NAME

Bio::ToolBox::utility - common utility functions for Bio::ToolBox

DESCRIPTION

These are general subroutines that don't fit in with the other modules.

REGULAR SUBROUTINES

The following subroutines are automatically exported when you use this module.

parse_list
        my $index_request = '1,2,5-7';
        my @indices = parse_list($index_request); # returns [1,2,5,6,7]

This subroutine parses a scalar value into a list of values. The scalar is a text string of numbers (usually column or dataset indices) delimited by commas and/or including a range. For example, a string "1,2,5-7" would become an array of [1,2,5,6,7].

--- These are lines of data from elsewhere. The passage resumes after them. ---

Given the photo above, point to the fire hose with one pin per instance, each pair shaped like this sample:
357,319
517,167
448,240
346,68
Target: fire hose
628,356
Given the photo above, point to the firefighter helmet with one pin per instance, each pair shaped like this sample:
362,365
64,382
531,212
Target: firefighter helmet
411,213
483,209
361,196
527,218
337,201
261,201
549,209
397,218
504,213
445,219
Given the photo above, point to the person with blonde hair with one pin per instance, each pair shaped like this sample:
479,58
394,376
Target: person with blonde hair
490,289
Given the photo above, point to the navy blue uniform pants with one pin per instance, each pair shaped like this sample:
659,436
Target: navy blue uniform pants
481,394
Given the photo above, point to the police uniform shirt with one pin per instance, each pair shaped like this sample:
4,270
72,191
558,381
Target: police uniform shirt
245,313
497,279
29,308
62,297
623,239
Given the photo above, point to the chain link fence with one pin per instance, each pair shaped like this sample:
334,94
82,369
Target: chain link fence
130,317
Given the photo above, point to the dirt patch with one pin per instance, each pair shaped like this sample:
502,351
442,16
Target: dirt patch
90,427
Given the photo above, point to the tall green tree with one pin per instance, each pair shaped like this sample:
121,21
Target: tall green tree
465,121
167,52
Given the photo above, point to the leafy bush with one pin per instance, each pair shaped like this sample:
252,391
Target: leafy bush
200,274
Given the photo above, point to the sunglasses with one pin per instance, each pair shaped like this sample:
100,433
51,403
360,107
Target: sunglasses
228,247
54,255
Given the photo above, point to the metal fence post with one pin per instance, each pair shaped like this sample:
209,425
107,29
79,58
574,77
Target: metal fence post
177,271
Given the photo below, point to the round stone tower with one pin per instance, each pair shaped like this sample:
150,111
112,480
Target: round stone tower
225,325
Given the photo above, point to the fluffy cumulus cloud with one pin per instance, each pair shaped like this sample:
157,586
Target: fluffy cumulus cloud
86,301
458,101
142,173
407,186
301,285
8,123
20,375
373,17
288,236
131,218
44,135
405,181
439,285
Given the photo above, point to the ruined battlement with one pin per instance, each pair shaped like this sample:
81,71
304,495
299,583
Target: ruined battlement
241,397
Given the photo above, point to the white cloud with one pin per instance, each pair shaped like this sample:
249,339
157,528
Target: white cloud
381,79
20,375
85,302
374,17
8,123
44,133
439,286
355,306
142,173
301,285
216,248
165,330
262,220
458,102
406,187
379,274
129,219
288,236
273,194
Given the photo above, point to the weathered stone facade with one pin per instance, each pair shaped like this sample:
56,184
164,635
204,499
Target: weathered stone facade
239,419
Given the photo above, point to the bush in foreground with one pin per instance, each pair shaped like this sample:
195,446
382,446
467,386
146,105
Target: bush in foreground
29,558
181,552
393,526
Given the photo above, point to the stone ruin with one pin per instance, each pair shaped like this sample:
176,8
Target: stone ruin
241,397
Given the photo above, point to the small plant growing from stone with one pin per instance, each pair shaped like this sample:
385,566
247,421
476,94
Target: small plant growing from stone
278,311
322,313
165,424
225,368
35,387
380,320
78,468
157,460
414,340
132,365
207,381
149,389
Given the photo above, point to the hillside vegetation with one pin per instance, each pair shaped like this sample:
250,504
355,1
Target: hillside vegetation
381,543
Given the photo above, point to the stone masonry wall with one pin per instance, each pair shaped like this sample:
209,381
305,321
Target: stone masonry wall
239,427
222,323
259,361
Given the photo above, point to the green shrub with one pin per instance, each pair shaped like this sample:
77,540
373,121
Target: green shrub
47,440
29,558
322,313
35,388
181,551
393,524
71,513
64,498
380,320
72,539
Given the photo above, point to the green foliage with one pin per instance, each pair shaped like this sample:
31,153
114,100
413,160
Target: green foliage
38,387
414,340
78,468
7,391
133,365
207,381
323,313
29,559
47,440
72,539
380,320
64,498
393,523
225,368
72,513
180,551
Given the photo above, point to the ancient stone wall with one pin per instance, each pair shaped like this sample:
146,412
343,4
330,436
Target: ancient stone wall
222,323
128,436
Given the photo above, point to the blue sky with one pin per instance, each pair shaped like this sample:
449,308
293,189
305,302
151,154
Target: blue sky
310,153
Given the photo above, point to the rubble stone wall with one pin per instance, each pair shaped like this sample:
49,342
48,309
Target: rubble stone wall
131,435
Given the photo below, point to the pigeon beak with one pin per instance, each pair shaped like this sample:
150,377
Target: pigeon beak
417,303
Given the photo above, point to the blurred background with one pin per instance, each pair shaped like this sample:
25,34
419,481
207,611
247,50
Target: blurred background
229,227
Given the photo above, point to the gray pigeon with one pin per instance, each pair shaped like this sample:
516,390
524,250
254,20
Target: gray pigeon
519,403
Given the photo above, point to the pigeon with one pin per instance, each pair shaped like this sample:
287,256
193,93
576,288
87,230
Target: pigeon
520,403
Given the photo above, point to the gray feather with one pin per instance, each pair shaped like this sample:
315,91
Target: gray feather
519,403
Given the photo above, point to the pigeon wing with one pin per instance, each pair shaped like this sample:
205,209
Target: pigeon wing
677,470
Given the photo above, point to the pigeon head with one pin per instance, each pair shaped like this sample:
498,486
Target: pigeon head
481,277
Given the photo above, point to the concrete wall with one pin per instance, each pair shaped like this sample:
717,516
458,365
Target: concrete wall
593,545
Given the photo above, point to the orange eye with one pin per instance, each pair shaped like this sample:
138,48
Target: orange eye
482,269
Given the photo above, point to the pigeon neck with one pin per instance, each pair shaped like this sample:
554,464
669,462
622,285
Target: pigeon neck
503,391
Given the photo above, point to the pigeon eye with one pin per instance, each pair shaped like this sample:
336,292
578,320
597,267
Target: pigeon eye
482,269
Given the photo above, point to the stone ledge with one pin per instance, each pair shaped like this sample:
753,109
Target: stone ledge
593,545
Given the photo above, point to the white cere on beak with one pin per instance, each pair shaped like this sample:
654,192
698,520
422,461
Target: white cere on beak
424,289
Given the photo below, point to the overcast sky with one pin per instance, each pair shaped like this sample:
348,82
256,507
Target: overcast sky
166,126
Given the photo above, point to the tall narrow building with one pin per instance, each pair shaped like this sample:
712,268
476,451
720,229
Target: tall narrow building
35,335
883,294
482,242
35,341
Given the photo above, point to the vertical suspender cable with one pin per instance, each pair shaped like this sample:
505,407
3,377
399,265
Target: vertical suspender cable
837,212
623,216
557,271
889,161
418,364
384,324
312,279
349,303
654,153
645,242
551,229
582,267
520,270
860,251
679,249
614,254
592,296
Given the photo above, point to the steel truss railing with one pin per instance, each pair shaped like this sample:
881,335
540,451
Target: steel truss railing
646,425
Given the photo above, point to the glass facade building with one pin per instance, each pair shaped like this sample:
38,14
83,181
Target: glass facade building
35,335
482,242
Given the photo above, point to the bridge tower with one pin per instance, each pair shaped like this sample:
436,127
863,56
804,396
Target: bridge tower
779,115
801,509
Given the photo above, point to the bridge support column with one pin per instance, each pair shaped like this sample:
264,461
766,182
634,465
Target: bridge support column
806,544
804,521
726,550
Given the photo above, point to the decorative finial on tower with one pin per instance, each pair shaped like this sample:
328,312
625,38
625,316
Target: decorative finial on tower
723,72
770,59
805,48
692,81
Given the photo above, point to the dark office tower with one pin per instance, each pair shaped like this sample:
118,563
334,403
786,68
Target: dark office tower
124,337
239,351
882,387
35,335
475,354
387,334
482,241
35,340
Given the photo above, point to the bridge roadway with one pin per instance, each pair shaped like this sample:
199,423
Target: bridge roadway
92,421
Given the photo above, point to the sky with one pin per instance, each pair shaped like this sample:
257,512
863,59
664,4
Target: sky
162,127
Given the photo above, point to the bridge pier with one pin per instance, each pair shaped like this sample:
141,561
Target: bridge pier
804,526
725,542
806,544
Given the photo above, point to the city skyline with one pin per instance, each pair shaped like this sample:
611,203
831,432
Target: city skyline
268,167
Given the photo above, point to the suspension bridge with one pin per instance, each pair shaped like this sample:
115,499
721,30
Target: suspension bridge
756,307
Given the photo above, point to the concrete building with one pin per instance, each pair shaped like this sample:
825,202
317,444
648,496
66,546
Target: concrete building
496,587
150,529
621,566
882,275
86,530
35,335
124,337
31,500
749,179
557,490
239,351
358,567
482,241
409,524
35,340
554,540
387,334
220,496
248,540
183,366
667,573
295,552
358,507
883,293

Pass the module the scalar string.

It will return the array of numbers.

format_with_commas
        my $count = '4327908475';
        printf " The final count was %s\n", format_with_commas($count);

This subroutine process a large number (e.g. 4327908475) into a human-friendly version with commas delimiting the thousands (4,327,908,475).

Pass the module a scalar string with a number value.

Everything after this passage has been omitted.